Crowning glory in scheme overlooking a golf club

IF house roofs can be compared to hats, then the crowning glory on the eight-only detached houses at Brickfields look closest to skull caps.

Crowning glory in scheme overlooking a golf club

The distinctive houses surprisingly have rooms on three/five split internal levels, with curved metal roofs, sloping, not just one direction, but in two ways. Complicated engineering, to be sure, but graceful nonetheless.

Finally coming to market as the last phase, Brickfields is a scheme of 56 houses and apartments off Cork’s Skehard Road which is a handy 0.9 of a mile from the heart of Douglas village. They are selling from a robust €925,000 upwards via Timothy Sullivan Auctioneers.
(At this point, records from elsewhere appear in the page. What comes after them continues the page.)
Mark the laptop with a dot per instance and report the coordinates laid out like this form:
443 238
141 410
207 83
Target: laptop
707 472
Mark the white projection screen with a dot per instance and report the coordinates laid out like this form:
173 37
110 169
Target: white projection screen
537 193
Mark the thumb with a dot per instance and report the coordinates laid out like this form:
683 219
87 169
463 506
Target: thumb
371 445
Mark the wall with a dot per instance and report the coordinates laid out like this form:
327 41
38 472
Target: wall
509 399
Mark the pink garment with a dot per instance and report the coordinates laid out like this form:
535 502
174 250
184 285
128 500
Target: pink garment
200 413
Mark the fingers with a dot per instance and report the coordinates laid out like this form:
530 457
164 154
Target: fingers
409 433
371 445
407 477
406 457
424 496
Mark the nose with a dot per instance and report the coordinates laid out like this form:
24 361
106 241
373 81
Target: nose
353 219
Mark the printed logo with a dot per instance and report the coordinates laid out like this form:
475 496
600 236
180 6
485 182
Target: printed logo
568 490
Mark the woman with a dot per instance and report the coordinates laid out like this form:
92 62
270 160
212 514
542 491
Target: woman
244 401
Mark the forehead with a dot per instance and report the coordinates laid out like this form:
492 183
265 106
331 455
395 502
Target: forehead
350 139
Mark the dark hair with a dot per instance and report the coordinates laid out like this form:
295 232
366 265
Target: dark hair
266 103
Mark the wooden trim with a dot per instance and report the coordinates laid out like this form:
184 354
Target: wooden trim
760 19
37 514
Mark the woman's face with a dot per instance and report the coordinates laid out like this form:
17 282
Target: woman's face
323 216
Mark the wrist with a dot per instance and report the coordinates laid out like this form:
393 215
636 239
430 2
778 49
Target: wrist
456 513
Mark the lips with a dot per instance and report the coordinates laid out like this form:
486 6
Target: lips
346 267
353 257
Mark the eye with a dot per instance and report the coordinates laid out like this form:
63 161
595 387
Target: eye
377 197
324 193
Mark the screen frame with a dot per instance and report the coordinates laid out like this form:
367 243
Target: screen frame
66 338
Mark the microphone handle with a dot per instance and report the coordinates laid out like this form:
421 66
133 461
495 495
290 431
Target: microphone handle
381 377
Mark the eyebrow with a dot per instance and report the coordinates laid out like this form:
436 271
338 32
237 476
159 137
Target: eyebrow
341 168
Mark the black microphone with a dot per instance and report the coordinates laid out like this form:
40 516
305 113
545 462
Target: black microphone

The south-facing suburban houses have the very best setting in this development, at the back. In fact, it is one of the best aspects in town, in a rare privileged position on a hill ridge, overlook the green sward of Mahon Golf Club course, the shimmer of Douglas estuary, Douglas village towards the west, Rochestown’s hills and the south ring road in Cork. And these homes are equally visible from many of those view points. For those who buy here it will be the sales clincher.

There’s a few older, detached houses sharing this ridge, and one built in the 1990s called Blackwater House recently sold on a half acre for €1.5 million, while closer to Douglas mature detached houses with lower settings sell from €1 million to €1.5 depending on size and quality.

Two of the Brickfields Downs houses have been bought prior to launch, built in timber-frame by Bowen Construction for developers the Douglas Partnership, to designs by Bertie Pope and by Planning and Construction Concepts. According to estate agent Tim Sullivan, buyers so far have been families trading up, and that’s where he expects most interest.

The Downs houses weigh in about 2,000 sq ft each, and have an individual, multi-layered or half-levels internal layout with entrance hall with living room to front/entrance, an open-plan kitchen/dining room and utility underneath. The first upper level floor has a bedroom/living room to the front with balcony and en suite, the next level stepped up and back has two bedrooms and a bathroom, and the top level has a huge bedroom, again with en suite, with a decked balcony running the width of the house.

Central heating is gas, the timber frames, Classic aluminium and pine windows and Fermacell boards ensure good comfort levels. Internal joinery is in ash, the roofs are seamless Kal-Zip metal, each house has a good stretch of garden to the south and those killer views, and the closely-placed detached houses’ external finishes are a mix of cedar and trowel-on coloured render. (Eight two-bed 820 sq ft apartments are available nearby in a final Brickfields Mews block at €415,000 each, but only the detached houses have views.)

Those four-bed, two en-suite Brickfields Downs houses are being sold with a so-called builder’s finish, painted inside and out, with bathrooms, but without a fitted kitchen.

The location, views, detached status, architectural novelty and freshness of design, and limited number will ensure interest and sales.